Rescue Service
The watch service is established
For a rescue to be successful, it is important that a stranded ship is discovered in time. It was the shore officer's job to monitor the shore in stormy weather and immediately report to the nearest rescue station if he observed a ship approaching the shore. The shore officers did not always live up to their task, and quite a long time could pass between a ship being stranded and the rescue station being informed.
From 1897, the task of keeping watch along the beach was transferred to the rescue brigade. A watch service was established, by which the rescue stations’ supervisors decided whether it was necessary to send out a stranding watch. In the directive, it read that the watch should be deployed "when the weather causes poor visibility and is of such a nature that wrecks are to be feared, and the waves are estimated to be of such power that landing with ordinary fishing boats is dangerous."
On shore watch
The shore watchmen walked alone or in pairs along the beach, and watched for ships coming in to shore. The shore watch had to walk until they met the shore watch from the neighboring district. Then they turned and went back again. A shore watch shift lasted for 4-6 hours and, in the early years, wages were 50 Danish øre per hour. The photo shows Jens Fjordside, shore watch and rescuer at Ferring Rescue Station, and his dog Bonnie, c. 1920. The shore watch brought with them a holster with blue lights, which they used to signal to stranded ships that they had been observed and that help was on the way.
Watch houses along the coast
If the shore watch observed a stranded ship, they had to notify the rescue station attendant. In order for the alert to happen quickly, 33 small alerting houses were placed along the coast, housing a bench and a direct telephone connection between the rescue stations.

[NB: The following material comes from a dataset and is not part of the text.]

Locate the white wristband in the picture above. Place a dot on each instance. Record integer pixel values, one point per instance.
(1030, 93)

The picture shows a tour near Langerhuse Beach from about 1940. One of the small guard houses and the Langerhuse distress signal mast can be seen up in the dunes.
Telephone line
Over the years 1886-1901, the Rescue Brigade had a telephone connection installed along the west coast, so that help could be called in quickly in case of a stranding. The first telephone line was established between Flyvholm and Thyborøn in order to summon the horses needed to pull the lifeboat. Back then, there were no horses in Thyborøn.
One of the earliest representations of the telephone line is in this painting of Niels Bjerre, where it is possible to make out a number of telephone poles along the sea. When it was painted in 1892, there was a telephone connection along the entire Lemvig region's coastline and between Lilleøre Rescue Station and the rescue manager's office in Lemvig. It is therefore not possible to deduce exactly where the picture was painted.
Abolition of the watch
The shore watch remained in operation until 1974, when the system was abolished. Technological developments meant that not many ships became stranded. Moreover, it had become difficult to find people to walk along the beach through darkness and storms.
The image depicts the shore watch shack at Flyvholm Rescue Station.